I would keep working on you and try to tend less to his needs and stop caring about so much of what he does and says. I know that will be super hard but maybe, doing you and working on you will help him see the light a little bit and reel him in to your advantage. If it doesn't that just shows you how careless and selfish the guy is. If you haven't already, make sure you talk to your most trusted friends and family to start building up a support network. 

Counseling would be a huge plus right now for you and if the worst happens between you two, it will be not just a plus for you but a necessity.


----------



## TJW (Mar 20, 2012)

I'm sorry that you have to endure this emotional pain. I well know how rejection feels and don't like to hear that feeling is happening to s omeone else.

All of these things your husband is doing and saying I call bull****. I particularly call bull**** to those things which he is blaming on you that clearly are his own fault.

I don't blame you for not loving him as much following all of his reprehensible actions. I know that when my first wife had affairs and tried to blame it on me, the marriage was completely ruined. I had not only no attraction to her, I actually found the thought of having sex with her repulsive.

None of us will look hot for all of our lives. Aging, childbirth, too many hours, illness all play a part in that. Love cannot be based upon looking hot, or love will fail. 

I'm going to be 66 years old in two months, my wife is 63. Neither of us is hot anymore. I was never hot but she was when we were young. Over the years, I learned what love REALLY is. And besides that, even today, when she walks into our room in her bra and panties, I get erect within seconds flat and every cell in my body wants to touch, hold, kiss, and make love to her. Even the ones which don't work right anymore due to heart disease and diabetes and don't cooperate with my agenda still want to. 

I think your husband needs to learn what love really is. I don't think he has matured at all over these years as you describe.

And I can tell you and him, of a fact, that love will not be found with people outside your marriage. The only thing you will find there is lust.... Not love. Lust has never, and will never, make a marriage work. You are correct that even love is not enough, it requires respect for each other and for God, and a willingness on the part of both partners to share the successes and the failures and the associated workloads. 

Your husband, upon learning this, will find that his desire for you based upon true love will not change with looks. My desire for my wife has never changed since her "hot" days, in fact, when she is close to me, the only thing I see is that fabulously beautiful woman I met so many years ago.


----------



## jorgegene (May 26, 2012)

so you're a career driven, successful young woman, very attractive with a great body.

but you picked a loser and still with him????? 

no shame here from me. we all have some insecurities and make mistakes in life. some of them small, some of them big.

but he IS one of your big mistakes.


----------



## EleGirl (Dec 3, 2011)

@A1223

Your story reminds me of mine.
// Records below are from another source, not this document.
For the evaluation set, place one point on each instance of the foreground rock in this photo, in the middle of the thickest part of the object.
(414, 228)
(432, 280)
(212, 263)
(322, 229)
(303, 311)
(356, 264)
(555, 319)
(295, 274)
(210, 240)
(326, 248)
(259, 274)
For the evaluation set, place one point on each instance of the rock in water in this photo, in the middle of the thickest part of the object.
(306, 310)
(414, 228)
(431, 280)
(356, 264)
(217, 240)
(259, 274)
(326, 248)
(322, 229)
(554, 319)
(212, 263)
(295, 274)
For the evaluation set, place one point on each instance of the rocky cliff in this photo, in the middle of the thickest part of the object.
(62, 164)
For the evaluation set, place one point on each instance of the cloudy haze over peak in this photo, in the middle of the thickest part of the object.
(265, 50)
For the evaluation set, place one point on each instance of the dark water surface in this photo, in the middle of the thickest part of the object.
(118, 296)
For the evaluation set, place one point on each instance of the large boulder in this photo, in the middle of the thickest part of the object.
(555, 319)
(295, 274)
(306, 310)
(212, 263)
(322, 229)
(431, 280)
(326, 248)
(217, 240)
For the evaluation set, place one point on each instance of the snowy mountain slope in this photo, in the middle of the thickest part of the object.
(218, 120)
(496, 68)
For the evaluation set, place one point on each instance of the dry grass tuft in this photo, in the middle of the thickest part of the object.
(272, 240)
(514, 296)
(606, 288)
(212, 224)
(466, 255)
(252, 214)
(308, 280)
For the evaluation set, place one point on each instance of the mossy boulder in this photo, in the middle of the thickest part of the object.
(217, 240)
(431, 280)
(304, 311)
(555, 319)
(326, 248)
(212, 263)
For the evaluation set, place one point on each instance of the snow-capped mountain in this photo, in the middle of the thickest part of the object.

There is no fixing this marriage. What you see in your husband is who he is. You cannot change him. The only person you can change is yourself, so that's where you need to put your effort.

You are taking care of your physical health. Now also focus on your mental health. I agree with others that counseling might do you some good.

Please don't cheat or open up your marriage. You husband wants to you try a 3some so that he can cheat.

Instead liberate yourself. Get a divorce.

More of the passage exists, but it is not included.